ESAT News (December 20, 2016)
The UK government’s funding for an “Ethiopian girl band” has been placed “under review”, the international development secretary has announced.
Priti Patel promised MPs she would work to ensure taxpayer “value for money”, after reports the group Yegna was getting £5.2m ($6.5), the BBC reported on Monday.
She added that there were “many other ways” to deal with issues like forced marriage and violence against women.
But the government could not “vacate the pitch”, Ms Patel said.
Ministers have promised to keep spending at least 0.7% of national income on aid, but some Conservative MPs have said the money should go instead into funding adult social care in the UK, the BBC report said.
The Daily Mail reports that Yegna, a five-member band dubbed Ethiopian “Spice Girls”, has been provided with £5.2m to develop its “branded media platform”, as part of a project aimed at changing perceptions of women in the country.
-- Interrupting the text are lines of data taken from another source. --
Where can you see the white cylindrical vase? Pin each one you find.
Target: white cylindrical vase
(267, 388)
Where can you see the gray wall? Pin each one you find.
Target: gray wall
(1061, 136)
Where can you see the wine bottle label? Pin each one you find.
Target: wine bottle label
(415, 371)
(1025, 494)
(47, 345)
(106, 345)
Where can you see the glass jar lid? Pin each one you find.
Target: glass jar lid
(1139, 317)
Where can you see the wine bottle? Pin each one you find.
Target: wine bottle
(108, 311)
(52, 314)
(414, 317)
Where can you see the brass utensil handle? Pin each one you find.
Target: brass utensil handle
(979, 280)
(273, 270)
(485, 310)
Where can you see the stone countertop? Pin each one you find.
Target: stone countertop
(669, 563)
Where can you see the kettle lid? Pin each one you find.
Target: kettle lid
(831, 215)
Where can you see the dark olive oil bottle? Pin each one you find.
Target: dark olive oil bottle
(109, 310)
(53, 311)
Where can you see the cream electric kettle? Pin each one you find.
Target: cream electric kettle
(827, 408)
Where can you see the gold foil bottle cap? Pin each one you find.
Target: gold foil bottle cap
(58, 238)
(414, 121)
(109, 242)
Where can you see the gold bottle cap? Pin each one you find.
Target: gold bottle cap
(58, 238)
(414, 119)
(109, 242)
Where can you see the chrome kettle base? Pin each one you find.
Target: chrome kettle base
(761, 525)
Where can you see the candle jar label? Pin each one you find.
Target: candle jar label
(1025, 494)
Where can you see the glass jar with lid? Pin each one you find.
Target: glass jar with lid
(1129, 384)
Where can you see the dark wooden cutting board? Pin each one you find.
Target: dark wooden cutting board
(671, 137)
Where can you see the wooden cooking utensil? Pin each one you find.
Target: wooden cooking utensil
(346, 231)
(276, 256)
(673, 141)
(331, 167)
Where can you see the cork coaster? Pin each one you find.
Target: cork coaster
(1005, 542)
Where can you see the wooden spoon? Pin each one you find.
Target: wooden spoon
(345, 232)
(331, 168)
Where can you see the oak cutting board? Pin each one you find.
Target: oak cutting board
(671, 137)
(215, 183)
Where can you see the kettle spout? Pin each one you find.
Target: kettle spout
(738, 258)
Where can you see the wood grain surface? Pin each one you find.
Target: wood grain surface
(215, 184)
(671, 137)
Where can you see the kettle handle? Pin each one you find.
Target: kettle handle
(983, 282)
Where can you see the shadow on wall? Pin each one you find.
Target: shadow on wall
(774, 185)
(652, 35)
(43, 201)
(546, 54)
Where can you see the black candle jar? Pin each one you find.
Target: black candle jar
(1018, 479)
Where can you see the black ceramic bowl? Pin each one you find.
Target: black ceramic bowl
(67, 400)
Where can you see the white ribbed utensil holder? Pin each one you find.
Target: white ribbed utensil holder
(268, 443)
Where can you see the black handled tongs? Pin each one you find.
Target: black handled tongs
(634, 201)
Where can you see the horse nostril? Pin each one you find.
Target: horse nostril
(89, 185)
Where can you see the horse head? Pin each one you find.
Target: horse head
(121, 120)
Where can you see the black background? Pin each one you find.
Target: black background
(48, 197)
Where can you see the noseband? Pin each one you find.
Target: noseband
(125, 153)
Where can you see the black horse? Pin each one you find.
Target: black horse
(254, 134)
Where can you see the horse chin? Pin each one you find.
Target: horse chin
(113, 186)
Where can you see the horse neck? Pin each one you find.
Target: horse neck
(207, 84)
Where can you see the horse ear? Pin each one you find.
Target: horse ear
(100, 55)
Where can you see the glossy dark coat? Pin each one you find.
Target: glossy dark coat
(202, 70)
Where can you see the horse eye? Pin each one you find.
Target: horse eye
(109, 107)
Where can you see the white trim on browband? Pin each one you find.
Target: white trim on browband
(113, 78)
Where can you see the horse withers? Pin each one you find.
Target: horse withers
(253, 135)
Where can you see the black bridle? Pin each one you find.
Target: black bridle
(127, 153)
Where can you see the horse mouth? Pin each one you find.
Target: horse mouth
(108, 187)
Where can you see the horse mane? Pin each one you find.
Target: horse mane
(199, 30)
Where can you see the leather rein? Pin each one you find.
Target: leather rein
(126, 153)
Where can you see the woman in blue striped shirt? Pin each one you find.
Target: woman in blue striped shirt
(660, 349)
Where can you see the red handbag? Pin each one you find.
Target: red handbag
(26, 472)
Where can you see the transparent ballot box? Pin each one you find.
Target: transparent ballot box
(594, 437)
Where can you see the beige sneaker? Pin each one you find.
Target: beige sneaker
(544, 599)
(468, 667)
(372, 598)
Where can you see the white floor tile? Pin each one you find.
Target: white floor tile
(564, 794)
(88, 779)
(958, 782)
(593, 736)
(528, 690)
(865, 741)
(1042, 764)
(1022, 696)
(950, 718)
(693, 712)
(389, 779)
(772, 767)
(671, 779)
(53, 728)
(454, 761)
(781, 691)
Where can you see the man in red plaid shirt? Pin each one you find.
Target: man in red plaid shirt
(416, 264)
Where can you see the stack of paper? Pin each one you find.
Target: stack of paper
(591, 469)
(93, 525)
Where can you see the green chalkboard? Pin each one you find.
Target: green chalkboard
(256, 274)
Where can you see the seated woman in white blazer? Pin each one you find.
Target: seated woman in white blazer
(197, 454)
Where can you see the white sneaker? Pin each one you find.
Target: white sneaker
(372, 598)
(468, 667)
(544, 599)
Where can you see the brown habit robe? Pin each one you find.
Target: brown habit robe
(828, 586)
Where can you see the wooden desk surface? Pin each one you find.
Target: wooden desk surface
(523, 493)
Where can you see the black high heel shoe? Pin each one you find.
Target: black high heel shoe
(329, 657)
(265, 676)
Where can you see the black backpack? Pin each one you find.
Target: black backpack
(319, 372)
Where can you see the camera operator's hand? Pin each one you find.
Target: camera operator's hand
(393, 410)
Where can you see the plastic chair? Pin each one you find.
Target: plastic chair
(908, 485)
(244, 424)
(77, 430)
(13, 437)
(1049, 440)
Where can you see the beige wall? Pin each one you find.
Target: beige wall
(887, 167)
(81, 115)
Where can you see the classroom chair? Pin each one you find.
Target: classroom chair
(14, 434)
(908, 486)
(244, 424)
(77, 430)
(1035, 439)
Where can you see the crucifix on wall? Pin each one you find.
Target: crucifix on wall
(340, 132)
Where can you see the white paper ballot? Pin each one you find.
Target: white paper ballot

Yegna, founded in 2013, works to encourage “positive behaviour change for girls in Ethiopia” and is part of the Girl Effect project, which was created by the UK’s Department for International Development and the Nike Foundation in 2011.
It uses storylines and music to tackle gender-based violence, reduce the proportion of girls who marry or give birth before the age of 18, increase the proportion of girls who complete primary school and go to secondary school and increase the number of girls “with control over economic assets”.